Given that recapping last night’s Gossip Girl constitutes forcing yourself into a state of post-traumatic stress, I’m going to try to keep this brief.  Hopefully I won’t blackout in a fit of rage before I’m finished writing this damn thing.  Anyways.

In last night’s main plot, the Humphreys and the van der Woodsens decide to team up and throw Jenny a high-society sweet sixteen party.  Jenny’s makes sad racoon eyes because she wants a smaller party because everybody hates her.  Don’t worry, little J, I don’t hate you.  I just hate your outfits.  Everybody does hate her, though, so Serena thinks she’s losing her social edge because Jenny’s birthday is actually about Serena.  Duh.  I hate how I always forget that your birthday is always about somebody else.

Serena secretly starts up the party again and invites her socialite friend/human-shaped-mass-of-awful-with-a-wretched-haircut-and-foul-bangs, Poppy, so everybody at school will thinks she’s cool.  Jenny proves to have a soul as ugly as the dress she wears to her party and invites everyone to the party through Gossip Girl and…oh, let’s just skip to the end.  Really, at this point in the episode, I was wishing I’d baked rat poison or cyanide into my shepherd’s pie so I could end the dreadful suffering.  

So Serena ends up deciding to leave for Spain with Poppy for a week because she didn’t like being grounded for being a selfish bitch, and it’s hinted that perhaps she had a scandalous past in Europe because Poppy’s boyfriend recognizes Serena by a different name.  Given this show’s track record, it’ll be neither all that scandalous nor something the screenwriters will want to deal with for more than a two episode, so color me who-gives-a-damn?

We also saw that Nate and Blair appearred to be bumping uglies before classes start, but it later turns out that they were just having french toast.  Vanessa gets an e-mail from Nate to talk about their relationship, sees Blair leave Nate’s apartment, and then discovers Chuck set her up to witness this. They connive to get back their respective interests at Jenny’s party and fail, so Chuck and Vanessa decide to skip the french toast and go straight to the nasty.  I would’ve preferred the french toast (or perhaps beignets), but that’s just me.  Nate and Blair get back together and suck face in Central Park because the writers on this show are experts at giving the audience exactly what we didn’t ask for, so the end.

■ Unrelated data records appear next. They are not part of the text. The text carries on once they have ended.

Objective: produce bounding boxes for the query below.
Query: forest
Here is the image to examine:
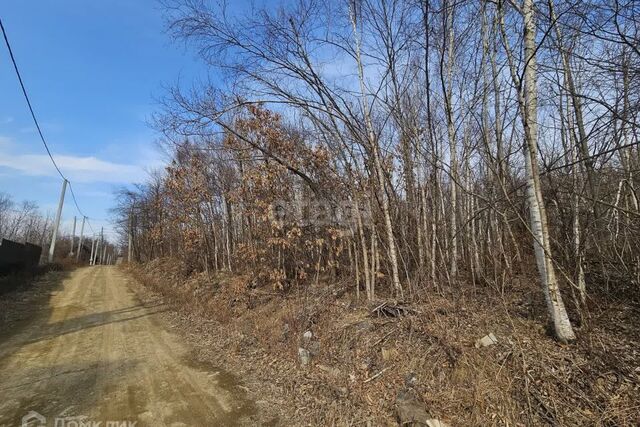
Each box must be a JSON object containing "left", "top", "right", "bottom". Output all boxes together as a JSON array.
[
  {"left": 110, "top": 0, "right": 639, "bottom": 423},
  {"left": 0, "top": 193, "right": 55, "bottom": 247}
]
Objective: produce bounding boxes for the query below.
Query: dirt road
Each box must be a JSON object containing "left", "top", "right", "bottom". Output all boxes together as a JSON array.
[{"left": 0, "top": 266, "right": 254, "bottom": 426}]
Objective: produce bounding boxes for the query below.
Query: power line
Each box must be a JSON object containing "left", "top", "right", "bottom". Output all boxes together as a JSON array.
[
  {"left": 0, "top": 16, "right": 95, "bottom": 225},
  {"left": 68, "top": 182, "right": 87, "bottom": 218},
  {"left": 86, "top": 217, "right": 96, "bottom": 235},
  {"left": 0, "top": 17, "right": 65, "bottom": 180}
]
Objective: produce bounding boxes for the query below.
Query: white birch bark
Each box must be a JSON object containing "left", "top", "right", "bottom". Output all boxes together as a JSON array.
[
  {"left": 522, "top": 0, "right": 575, "bottom": 342},
  {"left": 499, "top": 0, "right": 576, "bottom": 342},
  {"left": 443, "top": 0, "right": 458, "bottom": 278},
  {"left": 349, "top": 1, "right": 403, "bottom": 297}
]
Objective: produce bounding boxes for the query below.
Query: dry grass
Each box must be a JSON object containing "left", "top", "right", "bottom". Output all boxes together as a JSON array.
[{"left": 125, "top": 258, "right": 640, "bottom": 426}]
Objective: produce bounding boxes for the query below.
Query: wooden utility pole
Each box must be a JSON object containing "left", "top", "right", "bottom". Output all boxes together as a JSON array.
[
  {"left": 48, "top": 179, "right": 67, "bottom": 263},
  {"left": 69, "top": 215, "right": 77, "bottom": 256},
  {"left": 76, "top": 216, "right": 86, "bottom": 262}
]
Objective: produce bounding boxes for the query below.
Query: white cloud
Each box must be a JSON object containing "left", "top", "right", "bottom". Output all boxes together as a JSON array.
[{"left": 0, "top": 151, "right": 150, "bottom": 184}]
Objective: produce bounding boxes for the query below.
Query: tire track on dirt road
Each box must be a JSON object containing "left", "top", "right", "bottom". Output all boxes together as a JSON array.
[{"left": 0, "top": 266, "right": 255, "bottom": 426}]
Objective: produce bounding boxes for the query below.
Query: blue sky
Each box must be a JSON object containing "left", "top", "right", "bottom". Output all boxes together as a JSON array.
[{"left": 0, "top": 1, "right": 209, "bottom": 240}]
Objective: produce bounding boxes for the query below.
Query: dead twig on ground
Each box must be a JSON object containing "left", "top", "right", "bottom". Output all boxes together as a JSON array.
[{"left": 363, "top": 366, "right": 393, "bottom": 383}]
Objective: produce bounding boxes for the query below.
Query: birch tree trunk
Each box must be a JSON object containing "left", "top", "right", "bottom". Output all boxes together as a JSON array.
[
  {"left": 350, "top": 1, "right": 403, "bottom": 298},
  {"left": 354, "top": 196, "right": 372, "bottom": 300},
  {"left": 548, "top": 0, "right": 597, "bottom": 213},
  {"left": 442, "top": 0, "right": 458, "bottom": 278},
  {"left": 521, "top": 0, "right": 576, "bottom": 342}
]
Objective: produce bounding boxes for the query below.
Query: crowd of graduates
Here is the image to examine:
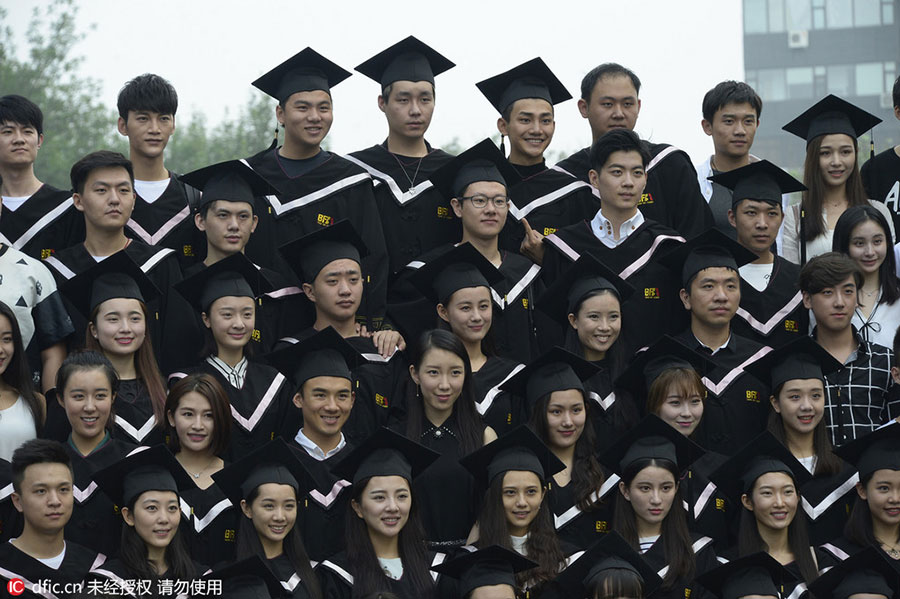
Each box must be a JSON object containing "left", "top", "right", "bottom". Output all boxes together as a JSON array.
[{"left": 1, "top": 35, "right": 900, "bottom": 599}]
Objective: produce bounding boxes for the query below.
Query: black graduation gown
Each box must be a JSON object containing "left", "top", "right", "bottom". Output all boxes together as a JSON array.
[
  {"left": 674, "top": 330, "right": 772, "bottom": 455},
  {"left": 682, "top": 451, "right": 732, "bottom": 551},
  {"left": 317, "top": 550, "right": 444, "bottom": 599},
  {"left": 719, "top": 547, "right": 829, "bottom": 599},
  {"left": 799, "top": 461, "right": 859, "bottom": 546},
  {"left": 0, "top": 184, "right": 84, "bottom": 261},
  {"left": 0, "top": 539, "right": 105, "bottom": 598},
  {"left": 244, "top": 148, "right": 389, "bottom": 330},
  {"left": 732, "top": 257, "right": 807, "bottom": 347},
  {"left": 346, "top": 143, "right": 458, "bottom": 274},
  {"left": 0, "top": 459, "right": 22, "bottom": 544},
  {"left": 818, "top": 535, "right": 881, "bottom": 567},
  {"left": 639, "top": 533, "right": 718, "bottom": 599},
  {"left": 110, "top": 379, "right": 164, "bottom": 446},
  {"left": 88, "top": 557, "right": 206, "bottom": 596},
  {"left": 178, "top": 480, "right": 238, "bottom": 568},
  {"left": 471, "top": 356, "right": 522, "bottom": 435},
  {"left": 549, "top": 473, "right": 619, "bottom": 551},
  {"left": 126, "top": 173, "right": 204, "bottom": 270},
  {"left": 542, "top": 219, "right": 687, "bottom": 354},
  {"left": 585, "top": 362, "right": 639, "bottom": 454},
  {"left": 268, "top": 553, "right": 314, "bottom": 599},
  {"left": 492, "top": 251, "right": 544, "bottom": 364}
]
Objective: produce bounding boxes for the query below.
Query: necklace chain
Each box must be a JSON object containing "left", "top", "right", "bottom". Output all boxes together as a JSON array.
[{"left": 391, "top": 152, "right": 424, "bottom": 190}]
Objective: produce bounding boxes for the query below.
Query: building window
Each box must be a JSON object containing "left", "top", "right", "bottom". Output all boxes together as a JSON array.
[
  {"left": 745, "top": 0, "right": 769, "bottom": 32},
  {"left": 854, "top": 0, "right": 881, "bottom": 25},
  {"left": 787, "top": 67, "right": 815, "bottom": 99},
  {"left": 788, "top": 0, "right": 814, "bottom": 28},
  {"left": 770, "top": 0, "right": 787, "bottom": 30},
  {"left": 883, "top": 0, "right": 894, "bottom": 24},
  {"left": 856, "top": 62, "right": 884, "bottom": 95},
  {"left": 827, "top": 64, "right": 854, "bottom": 95},
  {"left": 758, "top": 68, "right": 788, "bottom": 101},
  {"left": 826, "top": 0, "right": 853, "bottom": 27},
  {"left": 885, "top": 61, "right": 897, "bottom": 93}
]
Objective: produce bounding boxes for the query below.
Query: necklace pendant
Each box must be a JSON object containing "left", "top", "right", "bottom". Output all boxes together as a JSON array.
[{"left": 192, "top": 472, "right": 200, "bottom": 478}]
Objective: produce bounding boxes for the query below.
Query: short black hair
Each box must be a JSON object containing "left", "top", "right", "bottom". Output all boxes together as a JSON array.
[
  {"left": 55, "top": 349, "right": 120, "bottom": 398},
  {"left": 580, "top": 63, "right": 641, "bottom": 103},
  {"left": 0, "top": 95, "right": 44, "bottom": 135},
  {"left": 11, "top": 439, "right": 72, "bottom": 494},
  {"left": 69, "top": 150, "right": 134, "bottom": 195},
  {"left": 893, "top": 75, "right": 900, "bottom": 109},
  {"left": 589, "top": 128, "right": 649, "bottom": 172},
  {"left": 798, "top": 252, "right": 863, "bottom": 295},
  {"left": 701, "top": 81, "right": 763, "bottom": 122},
  {"left": 117, "top": 73, "right": 178, "bottom": 120}
]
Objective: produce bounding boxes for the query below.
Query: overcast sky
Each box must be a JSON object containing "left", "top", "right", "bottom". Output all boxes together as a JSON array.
[{"left": 4, "top": 0, "right": 745, "bottom": 165}]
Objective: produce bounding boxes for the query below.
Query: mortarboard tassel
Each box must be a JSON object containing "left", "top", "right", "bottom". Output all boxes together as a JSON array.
[
  {"left": 267, "top": 120, "right": 279, "bottom": 150},
  {"left": 499, "top": 134, "right": 506, "bottom": 156}
]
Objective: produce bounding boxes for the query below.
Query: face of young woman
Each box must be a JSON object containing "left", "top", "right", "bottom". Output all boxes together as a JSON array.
[
  {"left": 620, "top": 465, "right": 677, "bottom": 528},
  {"left": 771, "top": 379, "right": 825, "bottom": 436},
  {"left": 0, "top": 313, "right": 15, "bottom": 377},
  {"left": 59, "top": 367, "right": 114, "bottom": 443},
  {"left": 859, "top": 469, "right": 900, "bottom": 529},
  {"left": 167, "top": 391, "right": 215, "bottom": 454},
  {"left": 241, "top": 483, "right": 297, "bottom": 548},
  {"left": 438, "top": 286, "right": 492, "bottom": 345},
  {"left": 352, "top": 475, "right": 411, "bottom": 541},
  {"left": 847, "top": 219, "right": 888, "bottom": 276},
  {"left": 501, "top": 470, "right": 545, "bottom": 537},
  {"left": 545, "top": 389, "right": 586, "bottom": 450},
  {"left": 655, "top": 384, "right": 704, "bottom": 437},
  {"left": 410, "top": 347, "right": 465, "bottom": 419},
  {"left": 123, "top": 490, "right": 180, "bottom": 551},
  {"left": 568, "top": 292, "right": 621, "bottom": 360},
  {"left": 203, "top": 296, "right": 255, "bottom": 352},
  {"left": 817, "top": 133, "right": 856, "bottom": 189},
  {"left": 742, "top": 471, "right": 798, "bottom": 532},
  {"left": 91, "top": 298, "right": 146, "bottom": 358}
]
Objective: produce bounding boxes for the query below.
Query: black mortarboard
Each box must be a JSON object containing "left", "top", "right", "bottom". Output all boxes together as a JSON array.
[
  {"left": 476, "top": 57, "right": 572, "bottom": 115},
  {"left": 708, "top": 431, "right": 812, "bottom": 501},
  {"left": 181, "top": 160, "right": 281, "bottom": 214},
  {"left": 614, "top": 335, "right": 716, "bottom": 400},
  {"left": 252, "top": 48, "right": 352, "bottom": 103},
  {"left": 211, "top": 439, "right": 317, "bottom": 507},
  {"left": 278, "top": 219, "right": 368, "bottom": 283},
  {"left": 709, "top": 159, "right": 807, "bottom": 208},
  {"left": 809, "top": 546, "right": 900, "bottom": 599},
  {"left": 205, "top": 555, "right": 284, "bottom": 599},
  {"left": 536, "top": 253, "right": 635, "bottom": 325},
  {"left": 499, "top": 347, "right": 599, "bottom": 412},
  {"left": 552, "top": 532, "right": 663, "bottom": 598},
  {"left": 174, "top": 253, "right": 261, "bottom": 313},
  {"left": 659, "top": 228, "right": 758, "bottom": 288},
  {"left": 61, "top": 250, "right": 160, "bottom": 320},
  {"left": 783, "top": 94, "right": 882, "bottom": 145},
  {"left": 266, "top": 326, "right": 363, "bottom": 388},
  {"left": 743, "top": 336, "right": 843, "bottom": 392},
  {"left": 460, "top": 425, "right": 565, "bottom": 489},
  {"left": 599, "top": 415, "right": 705, "bottom": 475},
  {"left": 429, "top": 138, "right": 521, "bottom": 200},
  {"left": 93, "top": 445, "right": 193, "bottom": 508},
  {"left": 431, "top": 545, "right": 537, "bottom": 596},
  {"left": 833, "top": 421, "right": 900, "bottom": 480},
  {"left": 355, "top": 36, "right": 454, "bottom": 89},
  {"left": 332, "top": 427, "right": 440, "bottom": 487},
  {"left": 697, "top": 552, "right": 795, "bottom": 599},
  {"left": 410, "top": 242, "right": 504, "bottom": 304}
]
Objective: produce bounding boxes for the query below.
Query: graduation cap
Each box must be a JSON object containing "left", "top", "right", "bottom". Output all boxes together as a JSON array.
[
  {"left": 659, "top": 228, "right": 758, "bottom": 288},
  {"left": 536, "top": 253, "right": 635, "bottom": 324},
  {"left": 742, "top": 336, "right": 843, "bottom": 393},
  {"left": 431, "top": 545, "right": 537, "bottom": 596},
  {"left": 614, "top": 335, "right": 716, "bottom": 400},
  {"left": 252, "top": 47, "right": 352, "bottom": 103},
  {"left": 709, "top": 159, "right": 806, "bottom": 208},
  {"left": 460, "top": 425, "right": 565, "bottom": 489},
  {"left": 93, "top": 445, "right": 194, "bottom": 508},
  {"left": 355, "top": 36, "right": 454, "bottom": 89},
  {"left": 808, "top": 546, "right": 900, "bottom": 599},
  {"left": 174, "top": 253, "right": 261, "bottom": 313},
  {"left": 265, "top": 326, "right": 363, "bottom": 389},
  {"left": 180, "top": 160, "right": 281, "bottom": 214},
  {"left": 499, "top": 347, "right": 599, "bottom": 413},
  {"left": 429, "top": 138, "right": 521, "bottom": 200},
  {"left": 782, "top": 94, "right": 882, "bottom": 145},
  {"left": 332, "top": 427, "right": 440, "bottom": 487},
  {"left": 833, "top": 421, "right": 900, "bottom": 480},
  {"left": 212, "top": 439, "right": 317, "bottom": 507},
  {"left": 708, "top": 431, "right": 812, "bottom": 501},
  {"left": 278, "top": 219, "right": 368, "bottom": 283},
  {"left": 697, "top": 552, "right": 795, "bottom": 599},
  {"left": 551, "top": 532, "right": 663, "bottom": 598},
  {"left": 205, "top": 554, "right": 284, "bottom": 599},
  {"left": 476, "top": 57, "right": 572, "bottom": 115},
  {"left": 61, "top": 250, "right": 160, "bottom": 320},
  {"left": 410, "top": 242, "right": 504, "bottom": 304},
  {"left": 599, "top": 414, "right": 705, "bottom": 476}
]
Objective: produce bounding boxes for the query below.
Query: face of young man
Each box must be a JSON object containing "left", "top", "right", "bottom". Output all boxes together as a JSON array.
[
  {"left": 277, "top": 91, "right": 334, "bottom": 153},
  {"left": 498, "top": 98, "right": 555, "bottom": 166},
  {"left": 0, "top": 120, "right": 42, "bottom": 170},
  {"left": 588, "top": 150, "right": 646, "bottom": 218},
  {"left": 701, "top": 102, "right": 758, "bottom": 161},
  {"left": 450, "top": 180, "right": 509, "bottom": 241},
  {"left": 802, "top": 275, "right": 858, "bottom": 333},
  {"left": 117, "top": 111, "right": 175, "bottom": 161},
  {"left": 679, "top": 266, "right": 741, "bottom": 328},
  {"left": 729, "top": 199, "right": 783, "bottom": 256},
  {"left": 294, "top": 375, "right": 354, "bottom": 443},
  {"left": 378, "top": 81, "right": 435, "bottom": 144},
  {"left": 74, "top": 166, "right": 136, "bottom": 232},
  {"left": 195, "top": 200, "right": 258, "bottom": 257},
  {"left": 12, "top": 462, "right": 74, "bottom": 534},
  {"left": 578, "top": 74, "right": 641, "bottom": 140},
  {"left": 302, "top": 258, "right": 362, "bottom": 324}
]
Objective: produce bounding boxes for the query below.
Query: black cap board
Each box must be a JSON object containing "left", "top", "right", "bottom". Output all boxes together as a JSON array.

I really hope that the three-week break allows the show to get back on track, but I suspect that would require them to hire an entirely new writing staff, so I’m really only hoping the show has simply hit rock bottom.  If this gets any worse, I’m going to start throwing things at my television, so I hope that Georgina’s promised return won’t be made sour.  I just might break my television.

Oh, also: Rufus is poor too poor to pay for Yale, but he’s a Humphrey.  Apparently that means…something?  Feel free to leave your best guess in the comments, y’all.

(Also, as my friend Nathan noted, Poppy’s boyfriend actually recognized Serena from her clubbing days with Georgina; however, this show has generated so much apathy in me that I refuse to be bothered with actually correcting my text.)